Gosar is a member of the House Oversight and Government Reform Committee that fought to get the documents. He said staffers are combing through the records, making sure sensitive information is redacted and unnecessary redactions are corrected before they can utilize the records.
But while Gosar questioned the format of the release, watchdog groups said it may have been “a little unusual,” but that they saw nothing improper about it. One said it may even have been the best way for the government to show it had not tampered with any of the documents.
“They certainly didn’t make it easy, but there’s no requirement that they must do so,” said Sean Dunagan, a senior investigator with the government-monitoring group Judicial Watch, which also sought many of the records.
The documents are part of the committee’s long-running probe of Operation Fast and Furious, a Bureau of Alcohol, Tobacco, Firearms and Explosives investigation into gun-trafficking operations along the border.

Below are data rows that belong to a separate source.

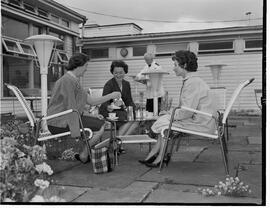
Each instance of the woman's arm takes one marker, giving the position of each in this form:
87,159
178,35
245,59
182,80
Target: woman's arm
96,101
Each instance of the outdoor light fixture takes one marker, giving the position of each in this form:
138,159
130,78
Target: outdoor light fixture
43,45
155,76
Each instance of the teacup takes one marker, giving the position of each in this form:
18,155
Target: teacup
112,115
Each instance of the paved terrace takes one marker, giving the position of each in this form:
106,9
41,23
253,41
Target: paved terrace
132,182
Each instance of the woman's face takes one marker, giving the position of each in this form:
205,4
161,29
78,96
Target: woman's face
179,70
119,73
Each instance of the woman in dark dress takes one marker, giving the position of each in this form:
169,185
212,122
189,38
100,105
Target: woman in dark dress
118,83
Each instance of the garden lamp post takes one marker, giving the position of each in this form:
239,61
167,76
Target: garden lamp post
155,77
43,45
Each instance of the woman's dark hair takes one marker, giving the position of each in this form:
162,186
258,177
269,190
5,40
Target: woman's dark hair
78,59
119,63
188,58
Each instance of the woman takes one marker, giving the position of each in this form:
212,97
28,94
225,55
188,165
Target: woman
118,83
69,94
193,94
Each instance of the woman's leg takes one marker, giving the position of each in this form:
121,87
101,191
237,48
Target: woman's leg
162,146
92,142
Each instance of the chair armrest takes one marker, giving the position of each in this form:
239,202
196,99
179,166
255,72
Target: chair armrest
58,114
196,111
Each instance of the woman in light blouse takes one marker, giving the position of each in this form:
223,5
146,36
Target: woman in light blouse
194,94
69,94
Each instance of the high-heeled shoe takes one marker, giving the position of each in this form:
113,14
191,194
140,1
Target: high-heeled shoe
77,157
166,160
150,160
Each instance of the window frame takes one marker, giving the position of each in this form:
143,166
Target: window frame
253,49
211,51
14,41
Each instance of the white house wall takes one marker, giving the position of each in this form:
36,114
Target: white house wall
239,68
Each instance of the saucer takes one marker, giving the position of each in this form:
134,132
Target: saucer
113,119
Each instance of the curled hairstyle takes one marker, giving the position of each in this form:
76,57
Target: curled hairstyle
119,63
188,58
78,59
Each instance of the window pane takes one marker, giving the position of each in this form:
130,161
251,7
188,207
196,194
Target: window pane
139,50
253,43
29,7
97,53
55,19
217,45
12,46
10,28
65,23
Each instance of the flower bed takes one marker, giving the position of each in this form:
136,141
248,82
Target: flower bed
24,173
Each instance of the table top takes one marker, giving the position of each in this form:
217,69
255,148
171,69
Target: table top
153,118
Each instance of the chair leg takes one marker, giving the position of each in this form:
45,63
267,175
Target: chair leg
224,153
163,152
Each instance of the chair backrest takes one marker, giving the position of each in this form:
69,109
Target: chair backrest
96,92
24,103
233,98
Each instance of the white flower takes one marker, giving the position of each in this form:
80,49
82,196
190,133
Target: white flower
8,200
44,167
42,183
56,199
37,198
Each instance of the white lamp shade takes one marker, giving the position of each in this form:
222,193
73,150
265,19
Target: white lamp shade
43,46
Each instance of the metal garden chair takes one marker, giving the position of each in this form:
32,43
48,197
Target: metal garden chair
35,123
171,132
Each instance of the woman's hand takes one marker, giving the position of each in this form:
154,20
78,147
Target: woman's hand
109,108
116,95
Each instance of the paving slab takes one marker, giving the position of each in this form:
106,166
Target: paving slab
187,195
135,193
183,172
255,140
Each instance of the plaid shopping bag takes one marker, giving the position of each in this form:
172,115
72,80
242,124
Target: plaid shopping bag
100,160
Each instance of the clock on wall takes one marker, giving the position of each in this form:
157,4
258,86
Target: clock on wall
124,52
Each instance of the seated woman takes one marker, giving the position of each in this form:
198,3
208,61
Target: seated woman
118,83
69,94
194,94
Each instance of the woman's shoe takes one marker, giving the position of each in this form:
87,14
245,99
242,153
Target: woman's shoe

As part of the operation, the Phoenix ATF office let about 2,000 weapons that were bought illegally at U.S. gun shops “walk” in hopes of tracing them to Mexican drug cartels’ weapon-trafficking.
But none of the weapons that walked led to any major cartel arrests. And two AK-47s from Fast and Furious were later found at the scene of Border Patrol Agent Brian Terry’s killing in a 2010 shootout in Rio Rico, Arizona.
The Justice Department’s inspector general investigated the operation in 2012, and two ATF officials lost their jobs as a result of the findings.
The House committee received thousands of pages of documents relating to the operation at the time, but sued the department for more. Congress also sued Attorney General Eric Holder for the records, and held him in contempt when he refused to release them.
A federal judge ordered the Justice Department to release the requested records to the committee, which the department did on Nov. 3 – the deadline set by the court and the eve of the midterm elections.
Judicial Watch also received some of the documents last month through a Freedom of Information Act request and a lawsuit it subsequently filed in 2012. It got its copies on Nov. 18, two days before Thanksgiving.
Ginger McCall, associate director for the Electronic Privacy Information Center, said the way the documents were delivered makes sense “if you understand the way the government processes it.”
She said that, with any request, the government would gather the information from every source, and if the request involves emails, there is bound to be redundancy. McCall also said the number of .pdf files is not necessarily out of the ordinary.
“It’s not really up to the government to ascertain what’s important,” she said, and to avoid influencing the information, the data is delivered with as little intrusion as possible.
Judicial Watch has posted its share of the records online and made them available to the public.
Gosar said the committee will announce its findings as they are made, but he hopes there is enough information to hold Holder accountable before he leaves office. Holder announced in September that he was resigning, but that he would stay until his successor was confirmed.
“The attorney general is no different than anyone else. He has to obey the laws he enforces,” Gosar said.